Red brass scrap is now in a range of $2.45 to $2.49 per pound, down from $2.46 to $2.50 previously, consumers, traders and sellers told AMM.

"A lot of people had backed away from (red brass)," a scrap seller said, adding that he believes some interest may come back from overseas. Sources said that demand had softened in part due to weak export markets and regulations that limit the amount of lead in piping.

Since a lot of red brass scrap has too much lead in it, businesses have adapted by providing replacement material, the first scrap buyer said, noting that replacing leaded red brass is now 20 to 25 percent of his business.

Generally, the scrap market is "slower rather than steady," sources said.

"The end markets are very soft, and the export market is exceedingly soft," a second copper scrap consumer said. According to U.S. International Trade Commission data, copper scrap and waste exports to China and India, two major developing economies, have declined 8.6 percent and 21.6 percent, respectively.

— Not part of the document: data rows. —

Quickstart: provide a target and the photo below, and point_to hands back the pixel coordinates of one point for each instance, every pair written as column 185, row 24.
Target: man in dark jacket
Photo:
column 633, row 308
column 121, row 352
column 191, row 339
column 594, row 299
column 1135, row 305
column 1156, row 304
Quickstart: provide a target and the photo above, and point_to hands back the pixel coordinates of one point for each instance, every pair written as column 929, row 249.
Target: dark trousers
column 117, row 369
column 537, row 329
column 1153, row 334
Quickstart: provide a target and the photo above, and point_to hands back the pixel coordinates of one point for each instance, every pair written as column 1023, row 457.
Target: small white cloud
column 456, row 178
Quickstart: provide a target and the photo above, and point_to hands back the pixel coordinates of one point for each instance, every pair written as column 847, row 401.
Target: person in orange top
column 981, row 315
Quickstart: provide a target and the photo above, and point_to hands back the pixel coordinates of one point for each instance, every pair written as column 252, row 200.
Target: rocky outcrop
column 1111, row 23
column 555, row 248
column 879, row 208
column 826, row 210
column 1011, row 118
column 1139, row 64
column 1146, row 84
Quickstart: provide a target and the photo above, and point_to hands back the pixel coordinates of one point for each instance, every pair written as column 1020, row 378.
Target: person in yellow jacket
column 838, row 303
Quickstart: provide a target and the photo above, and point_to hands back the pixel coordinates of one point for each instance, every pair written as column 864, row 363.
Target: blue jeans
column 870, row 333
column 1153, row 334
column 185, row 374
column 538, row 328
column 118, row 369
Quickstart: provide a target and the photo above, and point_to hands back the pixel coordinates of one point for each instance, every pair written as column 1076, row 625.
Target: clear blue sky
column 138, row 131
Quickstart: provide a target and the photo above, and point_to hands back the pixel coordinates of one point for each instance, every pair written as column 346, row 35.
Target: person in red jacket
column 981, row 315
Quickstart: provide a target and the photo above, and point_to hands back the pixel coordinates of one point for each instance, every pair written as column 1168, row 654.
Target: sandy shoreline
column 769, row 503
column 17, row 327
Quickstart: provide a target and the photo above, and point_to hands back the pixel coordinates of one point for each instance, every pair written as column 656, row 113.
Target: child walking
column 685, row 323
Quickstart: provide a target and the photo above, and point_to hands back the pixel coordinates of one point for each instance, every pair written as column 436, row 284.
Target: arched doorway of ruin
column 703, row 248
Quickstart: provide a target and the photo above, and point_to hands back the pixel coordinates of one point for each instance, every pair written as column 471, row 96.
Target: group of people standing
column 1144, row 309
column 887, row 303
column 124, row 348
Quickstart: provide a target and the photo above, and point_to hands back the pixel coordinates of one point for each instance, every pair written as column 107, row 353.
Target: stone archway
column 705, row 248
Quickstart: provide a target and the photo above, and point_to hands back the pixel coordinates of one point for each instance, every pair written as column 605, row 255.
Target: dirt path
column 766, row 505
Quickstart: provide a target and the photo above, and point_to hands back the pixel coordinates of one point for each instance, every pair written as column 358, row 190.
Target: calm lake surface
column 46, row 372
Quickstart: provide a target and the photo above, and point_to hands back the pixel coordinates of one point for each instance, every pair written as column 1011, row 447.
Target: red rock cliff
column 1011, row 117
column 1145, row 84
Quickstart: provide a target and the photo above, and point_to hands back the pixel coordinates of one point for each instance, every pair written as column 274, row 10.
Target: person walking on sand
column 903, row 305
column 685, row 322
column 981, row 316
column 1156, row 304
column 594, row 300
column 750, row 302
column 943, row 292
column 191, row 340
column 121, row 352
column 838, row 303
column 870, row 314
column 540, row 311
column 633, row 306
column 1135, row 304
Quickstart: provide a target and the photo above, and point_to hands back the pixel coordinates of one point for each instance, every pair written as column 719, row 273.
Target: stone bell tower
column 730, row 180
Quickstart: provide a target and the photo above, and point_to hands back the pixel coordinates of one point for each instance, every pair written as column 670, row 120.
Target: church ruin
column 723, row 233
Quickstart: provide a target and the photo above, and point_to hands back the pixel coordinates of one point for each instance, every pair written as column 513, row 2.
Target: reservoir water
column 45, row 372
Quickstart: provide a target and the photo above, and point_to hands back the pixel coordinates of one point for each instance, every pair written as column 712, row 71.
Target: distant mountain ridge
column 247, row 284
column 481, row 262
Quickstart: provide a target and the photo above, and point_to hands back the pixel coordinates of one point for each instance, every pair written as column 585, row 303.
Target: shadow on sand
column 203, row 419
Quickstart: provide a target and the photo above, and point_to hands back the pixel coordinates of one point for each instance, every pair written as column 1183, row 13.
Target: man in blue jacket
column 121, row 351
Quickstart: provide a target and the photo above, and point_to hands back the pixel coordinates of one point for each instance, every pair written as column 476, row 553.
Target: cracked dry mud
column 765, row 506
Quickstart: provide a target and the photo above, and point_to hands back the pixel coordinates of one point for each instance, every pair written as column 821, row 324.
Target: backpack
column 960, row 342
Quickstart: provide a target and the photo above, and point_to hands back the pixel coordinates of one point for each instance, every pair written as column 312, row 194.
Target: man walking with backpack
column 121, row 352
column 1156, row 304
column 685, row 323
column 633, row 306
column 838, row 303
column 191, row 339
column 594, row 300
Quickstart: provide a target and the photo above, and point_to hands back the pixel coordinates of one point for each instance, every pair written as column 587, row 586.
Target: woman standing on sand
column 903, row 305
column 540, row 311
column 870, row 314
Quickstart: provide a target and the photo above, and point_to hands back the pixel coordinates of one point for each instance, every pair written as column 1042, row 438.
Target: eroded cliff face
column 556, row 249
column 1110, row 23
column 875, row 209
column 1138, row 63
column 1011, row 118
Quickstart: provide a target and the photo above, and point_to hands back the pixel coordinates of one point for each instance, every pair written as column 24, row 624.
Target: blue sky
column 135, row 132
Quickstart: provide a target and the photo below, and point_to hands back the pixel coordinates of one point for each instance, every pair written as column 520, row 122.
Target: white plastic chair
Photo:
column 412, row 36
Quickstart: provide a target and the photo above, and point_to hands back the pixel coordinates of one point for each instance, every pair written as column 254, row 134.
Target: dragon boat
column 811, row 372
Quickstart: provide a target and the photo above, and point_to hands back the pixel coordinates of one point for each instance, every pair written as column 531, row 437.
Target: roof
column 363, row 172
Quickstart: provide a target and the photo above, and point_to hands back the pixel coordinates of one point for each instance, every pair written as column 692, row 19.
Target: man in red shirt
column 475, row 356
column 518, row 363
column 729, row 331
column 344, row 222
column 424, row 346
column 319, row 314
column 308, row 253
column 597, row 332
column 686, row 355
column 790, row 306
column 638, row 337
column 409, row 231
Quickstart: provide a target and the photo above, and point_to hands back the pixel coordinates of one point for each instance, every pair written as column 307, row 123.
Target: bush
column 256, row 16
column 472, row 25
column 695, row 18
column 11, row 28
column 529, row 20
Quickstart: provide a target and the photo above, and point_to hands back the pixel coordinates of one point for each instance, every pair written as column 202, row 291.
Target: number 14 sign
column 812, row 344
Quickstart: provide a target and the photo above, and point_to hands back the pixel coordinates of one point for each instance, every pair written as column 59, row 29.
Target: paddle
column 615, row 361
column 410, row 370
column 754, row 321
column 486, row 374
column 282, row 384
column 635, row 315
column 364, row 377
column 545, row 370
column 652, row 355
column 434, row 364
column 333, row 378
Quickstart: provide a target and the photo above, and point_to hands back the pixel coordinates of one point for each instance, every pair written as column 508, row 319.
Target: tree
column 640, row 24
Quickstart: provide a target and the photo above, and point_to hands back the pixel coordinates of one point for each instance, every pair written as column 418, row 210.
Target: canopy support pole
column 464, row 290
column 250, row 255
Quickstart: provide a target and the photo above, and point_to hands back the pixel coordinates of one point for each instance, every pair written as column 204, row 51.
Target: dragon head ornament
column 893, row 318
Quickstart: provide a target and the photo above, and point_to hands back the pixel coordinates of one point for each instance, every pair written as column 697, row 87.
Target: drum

The softening in China’s market has affected refiners’ copper scrap as well. "China has not been as aggressive, therefore No. 2 spreads have widened," a scrap seller said in an e-mail.

Refiners’ scrap No. 1 discounts have increased to 8 to 10 cents per pound from 6 to 8 cents previously, putting the price at $3.17 per pound based on the December Comex copper contract, which settled at $3.257 per pound Sept. 11. Refiners’ scrap No. 2 discounts widened to 25 to 28 cents per pound from 22 to 24 cents previously, putting the price at $2.995 per pound.